By EU vs Disinfo

The story about Russia’s 18th Century “Potemkin villages” is well known also outside Russia.

When Catherine the Great travelled with foreign dignitaries to inspect the Russian Empire’s newly conquered southern territories, governor and military commander Grigory Potemkin allegedly built fake mobile villages, inhabited with officials dressed up as villagers, to make the region look more prosperous.

When President Putin last week travelled to the city of Omsk in Siberia, Russia’s state-controlled TV Rossiya 1 produced a report which included images of a green recreational landscape surrounding a residential area.

The images appeared at the end of the report from Omsk, in which the TV channel’s speaker had told viewers that: “The city has changed a lot in recent years, bicycles have appeared, the historical centre has been restored. Now it is green everywhere”.

The comment that “the city has changed a lot” backfired when commenters started discussing the news item.

“I’ve lived here for 20 years and I don’t seem to remember that we had such picturesque landscapes. Omsk is a damned terrible grey panel building city. I immediately wondered what this was, and in the end we dug up that it is in fact Mitino in Moscow!” a local man from Omsk said on a discussion forum, as quoted by Medusa.

Rossiya 1 turned down Medusa’s request for a comment.

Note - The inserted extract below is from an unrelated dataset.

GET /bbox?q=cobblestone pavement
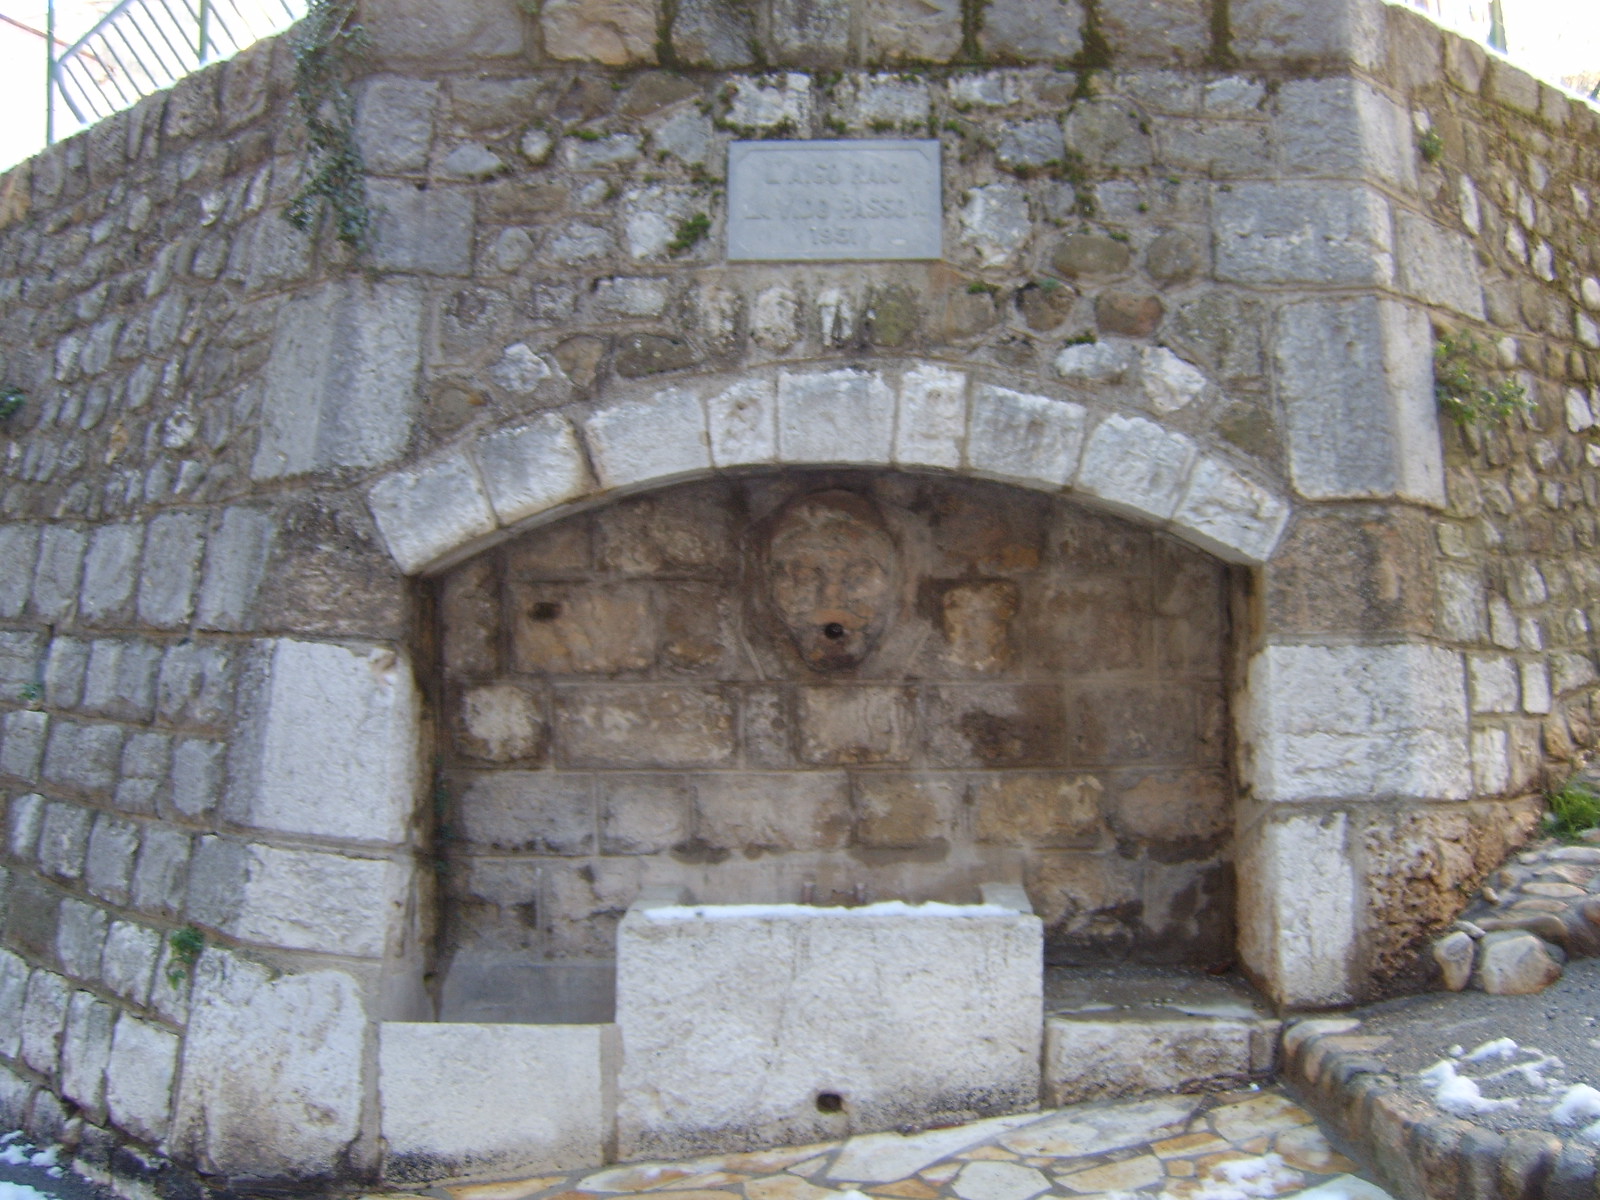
[405,1087,1391,1200]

It is not the first time Russian state-controlled television uses fake images as illustrations.

A screenshot from a computer game called “Arma 3” was used in February as an illustration of combat in Syria. In November 2017, Russia’s Ministry of Defence published sequences taken from the computer game “AC-130 Gunship Simulator: Special Ops Squadron” as what the Ministry labelled “irrefutable proof that the US provides cover for ISIS combat troops” in Syria.